Let me zero in on a couple of key problems. One of them is noncompetes and suffocating contracts. These may initially have been implemented on a premise of corporate distrust. They’re now simply counterproductive to positive employee culture, and they are forcing people out of the industry. A new recruit faces a three-year contract and a noncompete that would require a relocation to continue in the industry. They’re not having it.
Another problem: Due to recruiting challenges, station management may be more apt to keep poor-performing employees. They can put someone on a performance improvement plan, manage them out and perhaps have an empty seat for months. Or they keep the problem in the seat and receive at least marginal output. There are serious ramifications on the latter for product and station culture. As a result, underappreciated, productive employees are fleeing.

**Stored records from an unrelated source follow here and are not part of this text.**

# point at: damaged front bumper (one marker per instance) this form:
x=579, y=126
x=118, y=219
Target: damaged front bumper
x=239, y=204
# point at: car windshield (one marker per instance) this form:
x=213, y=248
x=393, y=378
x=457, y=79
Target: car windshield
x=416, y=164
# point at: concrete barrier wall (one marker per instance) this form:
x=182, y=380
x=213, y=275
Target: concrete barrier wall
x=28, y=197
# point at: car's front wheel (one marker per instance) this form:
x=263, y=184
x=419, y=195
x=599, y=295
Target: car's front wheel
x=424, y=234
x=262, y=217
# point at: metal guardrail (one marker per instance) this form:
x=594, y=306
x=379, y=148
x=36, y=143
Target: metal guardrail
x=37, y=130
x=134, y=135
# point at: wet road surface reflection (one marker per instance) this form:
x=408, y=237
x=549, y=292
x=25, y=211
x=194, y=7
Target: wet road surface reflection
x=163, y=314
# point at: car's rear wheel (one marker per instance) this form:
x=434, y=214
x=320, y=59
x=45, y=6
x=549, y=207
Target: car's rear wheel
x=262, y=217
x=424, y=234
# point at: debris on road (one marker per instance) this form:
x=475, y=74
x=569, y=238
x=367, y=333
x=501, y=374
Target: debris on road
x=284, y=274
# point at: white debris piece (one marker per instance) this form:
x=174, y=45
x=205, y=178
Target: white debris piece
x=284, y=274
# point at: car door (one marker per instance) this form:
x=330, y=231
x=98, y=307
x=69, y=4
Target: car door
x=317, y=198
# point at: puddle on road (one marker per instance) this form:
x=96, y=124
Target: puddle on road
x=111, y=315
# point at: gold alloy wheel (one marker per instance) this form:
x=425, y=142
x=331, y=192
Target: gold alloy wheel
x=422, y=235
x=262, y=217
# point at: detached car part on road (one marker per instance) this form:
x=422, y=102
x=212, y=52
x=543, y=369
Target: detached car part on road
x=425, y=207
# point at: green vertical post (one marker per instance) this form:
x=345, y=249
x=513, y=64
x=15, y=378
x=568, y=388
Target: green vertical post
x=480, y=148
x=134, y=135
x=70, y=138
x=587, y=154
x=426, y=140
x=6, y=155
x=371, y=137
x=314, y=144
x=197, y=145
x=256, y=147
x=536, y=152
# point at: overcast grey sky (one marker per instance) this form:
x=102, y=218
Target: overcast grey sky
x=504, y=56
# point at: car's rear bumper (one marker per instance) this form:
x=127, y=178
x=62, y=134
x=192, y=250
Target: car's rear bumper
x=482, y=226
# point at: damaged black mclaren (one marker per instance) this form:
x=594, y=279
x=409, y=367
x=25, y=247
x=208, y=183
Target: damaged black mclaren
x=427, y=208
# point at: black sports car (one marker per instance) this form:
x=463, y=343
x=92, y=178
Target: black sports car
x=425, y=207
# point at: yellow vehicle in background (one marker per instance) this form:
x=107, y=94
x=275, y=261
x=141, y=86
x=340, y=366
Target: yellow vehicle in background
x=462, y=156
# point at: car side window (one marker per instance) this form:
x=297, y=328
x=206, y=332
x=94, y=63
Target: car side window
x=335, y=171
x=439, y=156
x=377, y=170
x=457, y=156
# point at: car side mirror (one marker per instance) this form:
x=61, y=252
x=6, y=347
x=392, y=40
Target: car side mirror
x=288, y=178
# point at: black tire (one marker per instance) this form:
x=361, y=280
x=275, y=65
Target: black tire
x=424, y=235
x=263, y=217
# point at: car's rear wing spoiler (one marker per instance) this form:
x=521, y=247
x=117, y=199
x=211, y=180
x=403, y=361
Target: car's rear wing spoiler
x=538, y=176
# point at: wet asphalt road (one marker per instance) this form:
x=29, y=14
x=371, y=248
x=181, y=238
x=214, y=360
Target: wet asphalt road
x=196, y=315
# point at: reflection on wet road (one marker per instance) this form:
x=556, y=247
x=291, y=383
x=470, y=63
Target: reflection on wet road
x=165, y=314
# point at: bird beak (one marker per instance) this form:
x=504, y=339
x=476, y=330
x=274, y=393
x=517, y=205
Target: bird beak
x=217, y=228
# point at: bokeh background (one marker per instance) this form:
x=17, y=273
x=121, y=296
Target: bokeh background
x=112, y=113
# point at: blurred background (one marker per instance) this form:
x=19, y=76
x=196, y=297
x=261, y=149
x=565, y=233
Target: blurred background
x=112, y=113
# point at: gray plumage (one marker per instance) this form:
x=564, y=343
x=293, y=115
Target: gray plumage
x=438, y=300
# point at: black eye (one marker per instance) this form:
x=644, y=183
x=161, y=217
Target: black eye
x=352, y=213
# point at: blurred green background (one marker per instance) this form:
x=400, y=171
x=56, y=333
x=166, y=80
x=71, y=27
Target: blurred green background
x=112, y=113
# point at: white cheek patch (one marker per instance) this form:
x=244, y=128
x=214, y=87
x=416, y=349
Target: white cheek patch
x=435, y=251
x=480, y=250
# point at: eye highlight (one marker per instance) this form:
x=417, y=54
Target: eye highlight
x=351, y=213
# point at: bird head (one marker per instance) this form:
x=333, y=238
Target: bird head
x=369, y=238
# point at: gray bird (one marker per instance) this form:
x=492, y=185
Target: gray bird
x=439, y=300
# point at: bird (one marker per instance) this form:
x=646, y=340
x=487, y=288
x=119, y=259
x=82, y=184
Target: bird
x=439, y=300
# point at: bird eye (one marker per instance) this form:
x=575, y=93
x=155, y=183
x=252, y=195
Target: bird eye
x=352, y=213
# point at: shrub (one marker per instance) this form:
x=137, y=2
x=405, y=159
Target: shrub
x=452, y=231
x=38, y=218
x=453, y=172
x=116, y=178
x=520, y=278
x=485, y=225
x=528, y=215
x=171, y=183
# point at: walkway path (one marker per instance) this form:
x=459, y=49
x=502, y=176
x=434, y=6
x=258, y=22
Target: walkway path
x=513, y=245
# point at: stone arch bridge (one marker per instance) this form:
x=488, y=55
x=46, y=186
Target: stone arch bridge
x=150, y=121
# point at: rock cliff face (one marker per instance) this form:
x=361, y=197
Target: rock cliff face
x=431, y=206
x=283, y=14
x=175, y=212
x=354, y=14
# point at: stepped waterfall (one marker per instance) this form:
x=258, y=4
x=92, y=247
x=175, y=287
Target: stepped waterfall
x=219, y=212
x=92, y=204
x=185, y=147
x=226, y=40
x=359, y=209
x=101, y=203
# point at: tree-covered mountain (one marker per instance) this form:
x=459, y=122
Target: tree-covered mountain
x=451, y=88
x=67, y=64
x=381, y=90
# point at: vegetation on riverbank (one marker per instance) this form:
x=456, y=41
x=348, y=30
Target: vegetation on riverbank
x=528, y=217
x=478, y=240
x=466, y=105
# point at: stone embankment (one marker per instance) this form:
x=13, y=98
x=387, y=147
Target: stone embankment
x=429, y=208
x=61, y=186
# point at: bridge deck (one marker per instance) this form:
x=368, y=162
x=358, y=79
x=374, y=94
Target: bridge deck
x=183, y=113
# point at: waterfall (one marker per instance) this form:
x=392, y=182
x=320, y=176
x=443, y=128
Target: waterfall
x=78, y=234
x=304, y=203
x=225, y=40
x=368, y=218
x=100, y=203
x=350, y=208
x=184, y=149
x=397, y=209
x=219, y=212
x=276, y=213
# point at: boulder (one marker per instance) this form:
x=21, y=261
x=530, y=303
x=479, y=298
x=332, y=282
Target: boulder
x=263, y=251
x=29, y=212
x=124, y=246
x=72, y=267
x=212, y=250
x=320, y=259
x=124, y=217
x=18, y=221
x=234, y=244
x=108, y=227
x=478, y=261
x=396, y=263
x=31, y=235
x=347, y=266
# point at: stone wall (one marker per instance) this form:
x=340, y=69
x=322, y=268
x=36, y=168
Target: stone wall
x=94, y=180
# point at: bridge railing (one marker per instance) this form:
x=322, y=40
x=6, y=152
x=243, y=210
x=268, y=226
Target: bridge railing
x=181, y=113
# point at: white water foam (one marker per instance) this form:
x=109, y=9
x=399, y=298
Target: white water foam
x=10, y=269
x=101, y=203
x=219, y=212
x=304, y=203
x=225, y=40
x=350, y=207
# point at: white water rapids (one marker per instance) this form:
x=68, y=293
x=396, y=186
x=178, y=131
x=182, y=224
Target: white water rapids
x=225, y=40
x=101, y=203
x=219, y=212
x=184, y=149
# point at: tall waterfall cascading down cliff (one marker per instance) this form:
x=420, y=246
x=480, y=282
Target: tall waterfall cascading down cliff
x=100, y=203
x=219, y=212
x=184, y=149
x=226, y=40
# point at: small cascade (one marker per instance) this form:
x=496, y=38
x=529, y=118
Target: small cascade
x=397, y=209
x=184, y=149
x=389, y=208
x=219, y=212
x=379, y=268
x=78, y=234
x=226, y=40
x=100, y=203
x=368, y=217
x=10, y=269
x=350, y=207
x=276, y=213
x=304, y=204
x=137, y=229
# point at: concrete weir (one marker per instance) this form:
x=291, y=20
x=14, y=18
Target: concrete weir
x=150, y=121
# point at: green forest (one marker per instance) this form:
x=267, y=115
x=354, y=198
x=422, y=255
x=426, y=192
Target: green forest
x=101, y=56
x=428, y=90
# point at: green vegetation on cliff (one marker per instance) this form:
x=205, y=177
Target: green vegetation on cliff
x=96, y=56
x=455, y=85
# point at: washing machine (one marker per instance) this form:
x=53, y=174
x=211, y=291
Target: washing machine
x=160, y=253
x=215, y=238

Meanwhile, the global pandemic is simply accelerating the Great Resignation.
Local television does not often evolve and adapt until it faces no other choice. Will it take just one station to fail to put a newscast on air for just one shift for the warning bell to become a harsh reality? This happened recently with a station conducting “stress management” training.
Many broadcast groups have cut to the quick, conglomerating into mega-group size to effectively build empires. Now it is time to make employees benefit from this scale, rather than find it working at their expense. Employees need market value pay and benefits with the input of station-level professionals, immediately.
The industry’s exodus is real, and local TV group executives need to recognize this. The canaries in the coal mine are alighting for other skies. Once gone, they won’t be back.
Ty Carver is the founder and CEO of Carver Talent.